A string or says it's a math problem
1. Violence
Ah, at first glance, we will think that if we find out the full arrangement of strings and then sort to select the smallest, but this is O(n!) Time complexity, I'm afraid this has to explode
2. Mathematical proof + sorting
First of all, both the book and the solution give a definition, that is, two integers m and N. if Mn > nm is spliced, M > N, NM > Mn is n > m, and equality is the same. Then the official website directly arranges an order. Some small partners may not understand why they are the smallest according to the nature of this size.
Here cv "sword finger offer" proves that:
With these three properties, does it feel like something in discrete mathematics or linear algebra is proving?
We can assume that our sorted string is x1x2 X... Y... Xn, if this is not the minimum, then suppose that the exchange X and y have x1x2 Y... X... Xn<X1X2...X...Y...Xn, then we just need to explain x1x2 Y... X... Xn>X1X2...X...Y...Xn can introduce contradiction.
The condition we know is x1x2 X... Y... Xn is sorted out. According to the definition, there is x < y. suppose there is an m in front of Y, then M < y is YM > My. Does this mean x1x2 X... MY... Xn<X1X2... X... YM... Xn, that is, wait until y is switched forward until it is switched near the position of X, the whole string will become larger and larger, and the same is true for the backward switching of small X, so x1x2 Y... X... Xn>X1X2...X...Y...Xn is established, and it is concluded that the minimum splicing is actually a sorting problem from small to large according to the size relationship defined above.
The official hand rolled out a quick code, which can be used for reference:
class Solution {
public:
string minNumber(vector<int>& nums) {
vector<string> strs;
for(auto i=nums.begin();i!=nums.end();++i)
{
strs.push_back(to_string(*i));
}
// for(int i = 0; i < nums.size(); i++)
// strs.push_back(to_string(nums[i]));
quickSort(strs,0,strs.size()-1);
string ans;
for(string &s:strs)
ans.append(s);
// ans.push_back(s);
return ans;
}
void quickSort(vector<string>& strs,int l,int r)
{
if(l>=r) return;
int i=l,j=r;
while(i<j)
{
while(strs[j]+strs[l]>=strs[l]+strs[j]&&i<j) j--;//Add an equal sign here and always pay attention to I < J
while(strs[i]+strs[l]<=strs[l]+strs[i]&&i<j) i++;
swap(strs[i],strs[j]);
}
swap(strs[i],strs[l]);
quickSort(strs,l,i-1);
quickSort(strs,i+1,r);
}
};Here are some details:
1.to_string(int) can convert an integer into a string and return it. Accumulate it
2. Pay attention to the writing method of fast row, take the leftmost element as the middle rotating axis, and always pay attention to the conditions of the cycle.
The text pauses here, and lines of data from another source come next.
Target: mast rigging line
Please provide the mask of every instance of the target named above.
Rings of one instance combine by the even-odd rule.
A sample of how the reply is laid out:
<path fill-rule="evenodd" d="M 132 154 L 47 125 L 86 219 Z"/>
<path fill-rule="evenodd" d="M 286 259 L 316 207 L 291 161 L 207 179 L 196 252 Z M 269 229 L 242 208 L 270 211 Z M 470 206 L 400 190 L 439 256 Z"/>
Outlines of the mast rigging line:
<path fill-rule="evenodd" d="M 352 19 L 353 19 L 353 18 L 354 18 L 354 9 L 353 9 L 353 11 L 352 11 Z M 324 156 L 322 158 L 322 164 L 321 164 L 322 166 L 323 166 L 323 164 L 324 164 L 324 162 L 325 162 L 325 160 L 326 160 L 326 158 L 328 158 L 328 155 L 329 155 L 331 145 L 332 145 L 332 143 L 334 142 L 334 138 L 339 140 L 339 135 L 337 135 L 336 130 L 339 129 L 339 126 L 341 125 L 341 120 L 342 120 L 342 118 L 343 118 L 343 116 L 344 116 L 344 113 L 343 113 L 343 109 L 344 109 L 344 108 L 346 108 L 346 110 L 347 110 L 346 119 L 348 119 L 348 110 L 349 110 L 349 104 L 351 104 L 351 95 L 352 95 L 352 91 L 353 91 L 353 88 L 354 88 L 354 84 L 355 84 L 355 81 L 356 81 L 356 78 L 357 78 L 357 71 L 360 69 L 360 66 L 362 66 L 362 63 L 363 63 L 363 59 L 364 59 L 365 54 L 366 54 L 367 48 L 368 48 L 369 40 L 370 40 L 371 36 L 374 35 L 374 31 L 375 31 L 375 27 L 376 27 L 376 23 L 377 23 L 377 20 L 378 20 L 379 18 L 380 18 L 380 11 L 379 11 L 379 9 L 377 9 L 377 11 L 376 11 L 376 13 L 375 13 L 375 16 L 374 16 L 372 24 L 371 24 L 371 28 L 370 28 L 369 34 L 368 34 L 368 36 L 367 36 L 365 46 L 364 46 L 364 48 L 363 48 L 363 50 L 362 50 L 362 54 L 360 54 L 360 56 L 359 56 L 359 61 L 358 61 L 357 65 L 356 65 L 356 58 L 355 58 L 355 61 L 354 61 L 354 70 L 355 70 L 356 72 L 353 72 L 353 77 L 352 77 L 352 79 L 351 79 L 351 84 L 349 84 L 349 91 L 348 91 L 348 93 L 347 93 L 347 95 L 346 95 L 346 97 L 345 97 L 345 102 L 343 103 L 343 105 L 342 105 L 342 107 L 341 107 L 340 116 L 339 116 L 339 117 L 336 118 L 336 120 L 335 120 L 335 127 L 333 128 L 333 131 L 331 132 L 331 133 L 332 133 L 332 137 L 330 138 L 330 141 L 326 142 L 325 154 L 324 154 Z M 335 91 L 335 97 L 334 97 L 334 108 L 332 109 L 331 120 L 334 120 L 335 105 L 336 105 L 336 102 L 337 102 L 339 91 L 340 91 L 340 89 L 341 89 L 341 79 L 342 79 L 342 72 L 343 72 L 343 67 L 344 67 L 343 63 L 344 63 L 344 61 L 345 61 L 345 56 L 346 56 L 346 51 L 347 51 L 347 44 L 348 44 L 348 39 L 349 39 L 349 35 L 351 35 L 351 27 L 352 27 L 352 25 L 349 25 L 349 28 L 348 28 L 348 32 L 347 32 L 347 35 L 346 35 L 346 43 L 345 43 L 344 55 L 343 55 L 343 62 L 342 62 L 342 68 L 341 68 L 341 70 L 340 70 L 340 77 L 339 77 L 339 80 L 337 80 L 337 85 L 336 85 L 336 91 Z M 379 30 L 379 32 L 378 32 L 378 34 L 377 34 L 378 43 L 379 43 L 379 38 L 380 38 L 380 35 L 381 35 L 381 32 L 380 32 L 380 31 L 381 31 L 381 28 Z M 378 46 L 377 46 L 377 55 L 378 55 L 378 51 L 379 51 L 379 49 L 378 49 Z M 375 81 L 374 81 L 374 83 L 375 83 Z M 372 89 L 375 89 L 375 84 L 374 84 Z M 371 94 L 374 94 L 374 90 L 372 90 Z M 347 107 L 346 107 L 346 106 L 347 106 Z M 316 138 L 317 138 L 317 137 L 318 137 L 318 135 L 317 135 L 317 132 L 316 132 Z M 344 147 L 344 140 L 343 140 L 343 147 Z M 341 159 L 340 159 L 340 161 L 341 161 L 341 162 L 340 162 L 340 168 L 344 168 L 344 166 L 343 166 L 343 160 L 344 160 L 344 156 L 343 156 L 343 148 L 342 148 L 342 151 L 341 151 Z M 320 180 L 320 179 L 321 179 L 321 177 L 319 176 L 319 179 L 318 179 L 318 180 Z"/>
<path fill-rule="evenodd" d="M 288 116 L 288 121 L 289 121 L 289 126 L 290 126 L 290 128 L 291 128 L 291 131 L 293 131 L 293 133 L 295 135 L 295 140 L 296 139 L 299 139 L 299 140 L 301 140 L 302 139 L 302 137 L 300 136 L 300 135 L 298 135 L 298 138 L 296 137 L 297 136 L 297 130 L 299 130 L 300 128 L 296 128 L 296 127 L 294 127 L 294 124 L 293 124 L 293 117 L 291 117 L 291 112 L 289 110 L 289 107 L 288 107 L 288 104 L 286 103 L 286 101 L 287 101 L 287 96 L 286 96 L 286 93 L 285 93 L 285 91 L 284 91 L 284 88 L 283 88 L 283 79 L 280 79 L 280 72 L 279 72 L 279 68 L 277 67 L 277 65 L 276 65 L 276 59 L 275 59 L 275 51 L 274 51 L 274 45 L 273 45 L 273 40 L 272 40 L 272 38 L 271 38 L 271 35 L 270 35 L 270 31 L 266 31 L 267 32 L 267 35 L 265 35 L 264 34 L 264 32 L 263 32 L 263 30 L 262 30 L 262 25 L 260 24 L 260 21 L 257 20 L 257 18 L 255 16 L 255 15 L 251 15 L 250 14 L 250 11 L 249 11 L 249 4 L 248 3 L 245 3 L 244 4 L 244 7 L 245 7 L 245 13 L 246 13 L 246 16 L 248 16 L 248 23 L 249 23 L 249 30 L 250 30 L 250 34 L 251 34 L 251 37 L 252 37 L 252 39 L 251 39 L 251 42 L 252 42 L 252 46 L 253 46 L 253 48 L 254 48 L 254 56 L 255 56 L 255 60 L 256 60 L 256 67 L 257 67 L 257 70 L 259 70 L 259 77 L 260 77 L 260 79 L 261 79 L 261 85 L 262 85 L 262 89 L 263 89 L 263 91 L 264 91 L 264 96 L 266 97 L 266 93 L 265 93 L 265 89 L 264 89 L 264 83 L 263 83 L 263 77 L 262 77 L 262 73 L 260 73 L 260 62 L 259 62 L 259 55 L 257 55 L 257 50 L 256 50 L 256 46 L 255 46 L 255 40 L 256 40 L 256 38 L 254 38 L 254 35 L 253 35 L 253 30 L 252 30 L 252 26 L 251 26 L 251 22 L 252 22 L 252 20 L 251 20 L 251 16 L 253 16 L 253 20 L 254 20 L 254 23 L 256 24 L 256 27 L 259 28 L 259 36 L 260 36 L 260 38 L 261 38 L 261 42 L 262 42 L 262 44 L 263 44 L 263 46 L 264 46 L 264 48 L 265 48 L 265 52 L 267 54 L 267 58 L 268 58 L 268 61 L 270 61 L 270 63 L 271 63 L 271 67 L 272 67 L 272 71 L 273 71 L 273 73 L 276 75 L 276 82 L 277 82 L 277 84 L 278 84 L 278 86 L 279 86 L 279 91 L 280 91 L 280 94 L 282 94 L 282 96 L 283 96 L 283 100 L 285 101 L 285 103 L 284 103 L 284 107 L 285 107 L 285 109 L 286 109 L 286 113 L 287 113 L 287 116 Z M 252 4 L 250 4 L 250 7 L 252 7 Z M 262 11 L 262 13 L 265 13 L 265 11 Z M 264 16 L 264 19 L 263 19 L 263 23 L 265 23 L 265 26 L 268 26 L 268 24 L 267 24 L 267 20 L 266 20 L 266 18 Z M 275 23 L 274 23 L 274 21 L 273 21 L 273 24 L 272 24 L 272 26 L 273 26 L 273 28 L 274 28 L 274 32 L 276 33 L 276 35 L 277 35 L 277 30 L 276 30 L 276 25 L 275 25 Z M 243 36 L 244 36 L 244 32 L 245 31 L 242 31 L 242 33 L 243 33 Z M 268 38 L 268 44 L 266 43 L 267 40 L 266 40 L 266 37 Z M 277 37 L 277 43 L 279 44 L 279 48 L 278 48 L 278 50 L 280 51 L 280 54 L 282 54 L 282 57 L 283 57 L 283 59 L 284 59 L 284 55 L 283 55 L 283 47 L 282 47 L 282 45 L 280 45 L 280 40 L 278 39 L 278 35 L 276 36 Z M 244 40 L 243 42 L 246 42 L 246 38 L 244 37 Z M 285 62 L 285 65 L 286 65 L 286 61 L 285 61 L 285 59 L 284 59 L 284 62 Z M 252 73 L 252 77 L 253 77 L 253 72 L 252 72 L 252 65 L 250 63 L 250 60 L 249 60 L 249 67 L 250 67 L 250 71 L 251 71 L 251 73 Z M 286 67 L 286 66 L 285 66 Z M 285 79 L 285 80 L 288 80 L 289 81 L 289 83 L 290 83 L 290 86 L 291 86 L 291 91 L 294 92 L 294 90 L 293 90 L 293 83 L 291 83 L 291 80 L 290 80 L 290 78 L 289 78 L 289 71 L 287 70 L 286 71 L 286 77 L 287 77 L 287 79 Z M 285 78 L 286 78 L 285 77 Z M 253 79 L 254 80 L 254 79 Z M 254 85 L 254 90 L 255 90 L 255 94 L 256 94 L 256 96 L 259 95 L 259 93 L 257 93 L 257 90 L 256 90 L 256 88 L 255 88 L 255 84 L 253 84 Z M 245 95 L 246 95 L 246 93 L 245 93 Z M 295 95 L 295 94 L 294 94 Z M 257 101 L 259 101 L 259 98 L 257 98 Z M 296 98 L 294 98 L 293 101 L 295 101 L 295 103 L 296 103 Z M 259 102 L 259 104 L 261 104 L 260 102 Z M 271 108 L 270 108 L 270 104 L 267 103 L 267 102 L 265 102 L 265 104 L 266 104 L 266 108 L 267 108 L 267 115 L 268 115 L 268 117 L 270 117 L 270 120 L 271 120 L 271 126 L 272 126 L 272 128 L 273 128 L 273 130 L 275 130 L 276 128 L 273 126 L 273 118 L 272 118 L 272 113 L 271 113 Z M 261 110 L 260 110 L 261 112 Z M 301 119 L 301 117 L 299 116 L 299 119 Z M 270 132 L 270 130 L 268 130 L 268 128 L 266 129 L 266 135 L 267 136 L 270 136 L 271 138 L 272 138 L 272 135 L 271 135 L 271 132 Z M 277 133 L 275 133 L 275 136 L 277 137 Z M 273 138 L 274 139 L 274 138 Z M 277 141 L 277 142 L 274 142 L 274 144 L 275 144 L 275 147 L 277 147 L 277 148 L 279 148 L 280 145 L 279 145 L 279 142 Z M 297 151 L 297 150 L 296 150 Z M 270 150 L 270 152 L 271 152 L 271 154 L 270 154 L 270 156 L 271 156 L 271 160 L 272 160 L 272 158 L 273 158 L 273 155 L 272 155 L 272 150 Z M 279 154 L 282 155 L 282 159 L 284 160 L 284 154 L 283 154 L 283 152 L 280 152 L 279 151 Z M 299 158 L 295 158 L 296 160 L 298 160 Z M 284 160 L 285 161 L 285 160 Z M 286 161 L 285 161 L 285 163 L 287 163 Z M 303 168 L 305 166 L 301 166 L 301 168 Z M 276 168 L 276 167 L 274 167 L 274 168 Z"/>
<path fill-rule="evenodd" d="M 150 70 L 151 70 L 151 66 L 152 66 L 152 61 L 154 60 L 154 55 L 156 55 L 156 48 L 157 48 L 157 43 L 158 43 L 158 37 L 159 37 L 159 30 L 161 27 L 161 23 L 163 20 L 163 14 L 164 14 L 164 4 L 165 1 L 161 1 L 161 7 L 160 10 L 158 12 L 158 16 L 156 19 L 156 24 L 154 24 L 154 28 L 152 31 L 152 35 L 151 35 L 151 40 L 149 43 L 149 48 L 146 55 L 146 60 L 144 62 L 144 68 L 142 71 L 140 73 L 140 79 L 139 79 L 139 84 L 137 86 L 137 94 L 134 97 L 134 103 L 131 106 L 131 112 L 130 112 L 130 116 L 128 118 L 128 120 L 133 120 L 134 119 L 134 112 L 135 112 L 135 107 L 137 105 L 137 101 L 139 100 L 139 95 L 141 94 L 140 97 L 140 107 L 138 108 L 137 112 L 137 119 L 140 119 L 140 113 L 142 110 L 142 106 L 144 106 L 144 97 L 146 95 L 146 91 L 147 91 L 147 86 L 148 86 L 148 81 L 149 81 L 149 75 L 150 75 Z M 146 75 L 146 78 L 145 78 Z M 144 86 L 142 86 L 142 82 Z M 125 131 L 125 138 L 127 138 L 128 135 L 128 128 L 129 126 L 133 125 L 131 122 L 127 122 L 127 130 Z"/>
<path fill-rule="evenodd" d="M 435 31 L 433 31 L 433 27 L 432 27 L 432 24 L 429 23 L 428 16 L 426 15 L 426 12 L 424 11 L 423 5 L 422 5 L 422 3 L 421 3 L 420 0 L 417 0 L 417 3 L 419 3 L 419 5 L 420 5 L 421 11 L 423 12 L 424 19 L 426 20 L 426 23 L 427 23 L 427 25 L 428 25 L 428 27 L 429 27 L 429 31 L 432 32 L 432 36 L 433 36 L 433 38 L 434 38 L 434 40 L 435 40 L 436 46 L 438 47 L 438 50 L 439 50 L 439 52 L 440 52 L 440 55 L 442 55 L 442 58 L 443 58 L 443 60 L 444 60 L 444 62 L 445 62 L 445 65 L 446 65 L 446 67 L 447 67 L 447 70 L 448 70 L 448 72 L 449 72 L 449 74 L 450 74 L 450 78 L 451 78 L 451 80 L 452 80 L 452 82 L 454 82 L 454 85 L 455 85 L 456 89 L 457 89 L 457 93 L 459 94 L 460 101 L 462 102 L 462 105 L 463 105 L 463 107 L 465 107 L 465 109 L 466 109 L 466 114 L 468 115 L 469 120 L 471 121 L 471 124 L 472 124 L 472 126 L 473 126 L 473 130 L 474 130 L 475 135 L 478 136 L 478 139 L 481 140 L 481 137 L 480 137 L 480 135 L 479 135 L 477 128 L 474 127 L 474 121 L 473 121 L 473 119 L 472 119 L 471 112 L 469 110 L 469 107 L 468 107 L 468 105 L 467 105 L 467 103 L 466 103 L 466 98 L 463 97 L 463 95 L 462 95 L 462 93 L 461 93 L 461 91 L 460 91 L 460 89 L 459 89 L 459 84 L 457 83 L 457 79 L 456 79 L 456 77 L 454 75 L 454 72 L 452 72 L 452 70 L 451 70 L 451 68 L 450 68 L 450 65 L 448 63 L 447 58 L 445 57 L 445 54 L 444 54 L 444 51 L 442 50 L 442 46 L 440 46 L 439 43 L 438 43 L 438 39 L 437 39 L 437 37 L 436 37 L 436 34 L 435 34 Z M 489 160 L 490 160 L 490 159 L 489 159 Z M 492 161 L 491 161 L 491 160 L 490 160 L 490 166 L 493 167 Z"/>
Such a cycle ensures that I < = J when it comes out, so there must be STRs [l] > = STRs [i], so it is feasible to exchange out of the cycle
3. Don't write the recursive interval wrong
The results are as follows:
Then turn down the problem solution. Ah, there is also a library adjustment thing, of course. After all, it can improve the efficiency of our code writing. No, continue cv hey hey:
class Solution {
public:
string minNumber(vector<int>& nums) {
vector<string> strs;
string res;
for(int i = 0; i < nums.size(); i++)
strs.push_back(to_string(nums[i]));
sort(strs.begin(), strs.end(), [](string& x, string& y){ return x + y < y + x; });
for(int i = 0; i < strs.size(); i++)
res.append(strs[i]);
return res;
}
};
Author: jyd
Link: https://leetcode-cn.com/problems/ba-shu-zu-pai-cheng-zui-xiao-de-shu-lcof/solution/mian-shi-ti-45-ba-shu-zu-pai-cheng-zui-xiao-de-s-4/
Source: force buckle( LeetCode)
The copyright belongs to the author. For commercial reprint, please contact the author for authorization. For non-commercial reprint, please indicate the source.The results are as follows:
Is the C + + library too strong? Sometimes the score of this force buckle is a little confused Don't you understand?